Department of Microbiology and Molecular Genetics, University of Pittsburgh School of Medicine, Pittsburgh, Pennsylvania, USA.
mSphere. 2020 Jun 17;5(3):e00500-20. doi: 10.1128/mSphere.00500-20.
type A is involved in gas gangrene in humans and animals. Following a traumatic injury, rapid bacterial proliferation and exotoxin production result in severe myonecrosis. alpha toxin (CPA) and perfringolysin (PFO) are the main virulence factors responsible for the disease. Recent studies have identified an Agr-like quorum-sensing (QS) system in that regulates the production of both toxins. The system is composed of an AgrB membrane transporter and an AgrD peptide that interacts with a two-component regulatory system in response to fluctuations in the cell population density. In addition, a synthetic peptide named 6-R has been shown to interfere with this signaling mechanism, affecting the function of the Agr-like QS system In the present study, type A strain ATCC 3624 and an isogenic -null mutant were tested in a mouse model of gas gangrene. When mice were intramuscularly challenged with 10 CFU of wild-type ATCC 3624, severe myonecrosis and leukocyte aggregation occurred by 4 h. Similar numbers of an -null mutant strain produced significantly less severe changes in the skeletal muscle of challenged mice. Complementation of the mutant to regain expression restored virulence to wild-type levels. The burdens of all three strains in infected muscle were similar. In addition, animals injected intramuscularly with wild-type ATCC 3624 coincubated with the 6-R peptide developed less severe microscopic changes. This study provides the first evidence that the Agr-like QS system is important for type A-mediated gas gangrene. type A strains produce toxins that are responsible for clostridial myonecrosis, also known as gas gangrene. Toxin production is regulated by an Agr-like quorum-sensing (QS) system that responds to changes in cell population density. In this study, we investigated the importance of this QS system in a mouse model of gas gangrene. Mice challenged with a strain with a nonfunctional regulatory system developed less severe changes in the injected skeletal muscle compared to animals receiving the wild-type strain. In addition, a synthetic peptide was able to decrease the effects of the QS in this disease model. These studies provide new understanding of the pathogenesis of gas gangrene and identified a potential therapeutic target to prevent the disease.

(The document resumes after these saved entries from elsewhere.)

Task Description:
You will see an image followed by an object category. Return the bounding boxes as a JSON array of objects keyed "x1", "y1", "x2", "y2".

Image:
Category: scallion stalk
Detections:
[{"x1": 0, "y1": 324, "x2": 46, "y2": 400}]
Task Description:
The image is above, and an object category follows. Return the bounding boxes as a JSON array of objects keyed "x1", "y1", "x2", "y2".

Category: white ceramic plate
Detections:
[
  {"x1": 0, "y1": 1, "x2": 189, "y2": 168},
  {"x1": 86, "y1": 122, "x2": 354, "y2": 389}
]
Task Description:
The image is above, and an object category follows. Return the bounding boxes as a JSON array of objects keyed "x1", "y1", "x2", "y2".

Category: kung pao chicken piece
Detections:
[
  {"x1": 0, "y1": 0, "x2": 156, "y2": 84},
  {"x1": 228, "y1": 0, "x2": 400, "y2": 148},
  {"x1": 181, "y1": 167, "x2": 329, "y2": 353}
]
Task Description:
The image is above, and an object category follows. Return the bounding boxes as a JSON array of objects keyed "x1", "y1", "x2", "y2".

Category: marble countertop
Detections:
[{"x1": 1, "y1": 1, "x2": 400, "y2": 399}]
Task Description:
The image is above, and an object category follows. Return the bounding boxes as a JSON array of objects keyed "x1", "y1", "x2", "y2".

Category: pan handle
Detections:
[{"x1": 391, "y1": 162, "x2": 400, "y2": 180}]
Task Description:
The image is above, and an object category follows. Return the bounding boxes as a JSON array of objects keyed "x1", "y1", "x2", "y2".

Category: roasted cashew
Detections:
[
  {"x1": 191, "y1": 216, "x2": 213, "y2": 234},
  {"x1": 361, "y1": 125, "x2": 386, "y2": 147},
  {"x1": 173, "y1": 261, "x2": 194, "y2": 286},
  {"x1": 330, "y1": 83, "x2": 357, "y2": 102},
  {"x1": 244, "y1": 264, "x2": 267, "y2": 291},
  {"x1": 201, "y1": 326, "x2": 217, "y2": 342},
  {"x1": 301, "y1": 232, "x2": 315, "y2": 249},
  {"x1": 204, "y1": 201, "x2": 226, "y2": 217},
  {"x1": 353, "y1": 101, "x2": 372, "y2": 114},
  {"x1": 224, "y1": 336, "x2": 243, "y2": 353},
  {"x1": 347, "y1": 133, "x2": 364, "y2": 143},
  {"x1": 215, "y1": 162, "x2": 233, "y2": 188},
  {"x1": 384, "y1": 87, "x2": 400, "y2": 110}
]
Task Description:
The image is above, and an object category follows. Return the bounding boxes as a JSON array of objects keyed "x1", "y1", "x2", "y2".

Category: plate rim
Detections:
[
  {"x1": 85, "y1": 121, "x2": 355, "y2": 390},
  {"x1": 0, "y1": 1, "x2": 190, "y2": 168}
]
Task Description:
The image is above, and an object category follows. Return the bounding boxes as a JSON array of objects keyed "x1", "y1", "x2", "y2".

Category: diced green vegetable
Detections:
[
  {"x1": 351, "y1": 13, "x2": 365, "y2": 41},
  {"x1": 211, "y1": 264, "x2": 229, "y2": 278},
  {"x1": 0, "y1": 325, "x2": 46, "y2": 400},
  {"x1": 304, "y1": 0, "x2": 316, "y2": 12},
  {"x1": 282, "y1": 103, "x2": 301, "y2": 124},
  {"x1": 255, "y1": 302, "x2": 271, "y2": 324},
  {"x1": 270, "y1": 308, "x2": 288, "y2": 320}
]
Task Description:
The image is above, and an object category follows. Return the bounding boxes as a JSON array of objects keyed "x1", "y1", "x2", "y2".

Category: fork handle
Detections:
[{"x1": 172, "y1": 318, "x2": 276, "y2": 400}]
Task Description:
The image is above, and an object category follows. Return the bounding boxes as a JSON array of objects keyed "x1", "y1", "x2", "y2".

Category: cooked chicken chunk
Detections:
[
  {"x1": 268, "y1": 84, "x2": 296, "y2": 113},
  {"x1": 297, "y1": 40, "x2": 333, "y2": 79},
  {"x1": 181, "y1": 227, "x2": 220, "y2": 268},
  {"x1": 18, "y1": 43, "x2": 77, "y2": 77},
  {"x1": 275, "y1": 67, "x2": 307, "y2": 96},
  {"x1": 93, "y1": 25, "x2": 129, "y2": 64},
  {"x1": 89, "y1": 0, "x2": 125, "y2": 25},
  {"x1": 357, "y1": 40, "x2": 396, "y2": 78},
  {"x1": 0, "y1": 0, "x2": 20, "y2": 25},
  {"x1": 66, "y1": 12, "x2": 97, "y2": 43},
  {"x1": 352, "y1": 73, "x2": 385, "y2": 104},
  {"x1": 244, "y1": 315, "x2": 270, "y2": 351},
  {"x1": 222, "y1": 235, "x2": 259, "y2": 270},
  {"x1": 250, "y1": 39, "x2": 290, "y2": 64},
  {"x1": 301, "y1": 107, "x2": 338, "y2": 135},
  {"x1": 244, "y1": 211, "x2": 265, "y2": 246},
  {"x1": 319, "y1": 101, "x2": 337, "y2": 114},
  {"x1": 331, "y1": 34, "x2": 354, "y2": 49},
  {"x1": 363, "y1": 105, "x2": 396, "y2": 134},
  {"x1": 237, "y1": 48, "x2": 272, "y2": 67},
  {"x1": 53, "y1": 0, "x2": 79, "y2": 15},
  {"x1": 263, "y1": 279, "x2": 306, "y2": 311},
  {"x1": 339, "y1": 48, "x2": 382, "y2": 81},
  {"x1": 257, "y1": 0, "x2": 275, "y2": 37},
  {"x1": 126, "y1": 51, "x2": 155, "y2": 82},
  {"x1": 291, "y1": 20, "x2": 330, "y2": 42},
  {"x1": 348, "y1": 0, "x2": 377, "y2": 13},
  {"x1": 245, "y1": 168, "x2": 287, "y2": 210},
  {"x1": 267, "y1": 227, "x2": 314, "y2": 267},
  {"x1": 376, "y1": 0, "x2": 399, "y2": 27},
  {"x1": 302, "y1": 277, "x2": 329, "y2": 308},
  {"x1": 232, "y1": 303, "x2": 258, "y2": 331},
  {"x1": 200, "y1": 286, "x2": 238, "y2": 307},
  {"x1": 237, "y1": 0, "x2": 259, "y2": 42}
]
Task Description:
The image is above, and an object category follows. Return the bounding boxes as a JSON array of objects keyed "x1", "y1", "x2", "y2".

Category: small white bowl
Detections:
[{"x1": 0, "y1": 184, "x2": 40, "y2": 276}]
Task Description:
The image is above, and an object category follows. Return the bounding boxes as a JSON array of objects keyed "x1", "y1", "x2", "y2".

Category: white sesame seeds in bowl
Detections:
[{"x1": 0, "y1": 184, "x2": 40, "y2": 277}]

A 型与人和动物的气性坏疽有关。在创伤后,细菌迅速增殖并产生外毒素,导致严重的肌肉坏死。α毒素(CPA)和产气荚膜梭菌(PFO)是导致该病的主要毒力因子。最近的研究发现,该菌中存在一种 Agr 样群体感应(QS)系统,该系统调节两种毒素的产生。该系统由 AgrB 膜转运蛋白和 AgrD 肽组成,可与双组分调控系统相互作用,以响应细胞群体密度的波动。此外,一种名为 6-R 的合成肽已被证明可干扰这种信号转导机制,影响 Agr 样 QS 系统的功能。在本研究中,我们在气性坏疽的小鼠模型中检测了 A 型菌株 ATCC 3624 和一个同源缺失突变株。当用 10 CFU 的野生型 ATCC 3624 肌肉内攻击小鼠时,在 4 小时内会发生严重的肌肉坏死和白细胞聚集。类似数量的缺失突变株在受挑战的小鼠骨骼肌中产生的变化明显较轻。突变株的回补恢复了表达,使毒力恢复到野生型水平。三种菌株在感染肌肉中的负荷相似。此外,肌肉内注射野生型 ATCC 3624 并与 6-R 肽共孵育的动物发展出较轻的显微镜下变化。这项研究首次提供了证据,证明 Agr 样 QS 系统对 A 型介导的气性坏疽很重要。A 型产生的毒素可导致梭状芽胞杆菌性肌坏死,也称为气性坏疽。毒素的产生受 Agr 样群体感应(QS)系统的调控,该系统对细胞群体密度的变化做出反应。在这项研究中,我们在气性坏疽的小鼠模型中研究了该 QS 系统的重要性。与接受野生型菌株的动物相比,接受无功能调控系统的菌株攻击的小鼠,其注射骨骼肌中的变化较轻。此外,一种合成肽能够降低该疾病模型中 QS 的作用。这些研究为气性坏疽的发病机制提供了新的认识,并确定了预防该病的潜在治疗靶点。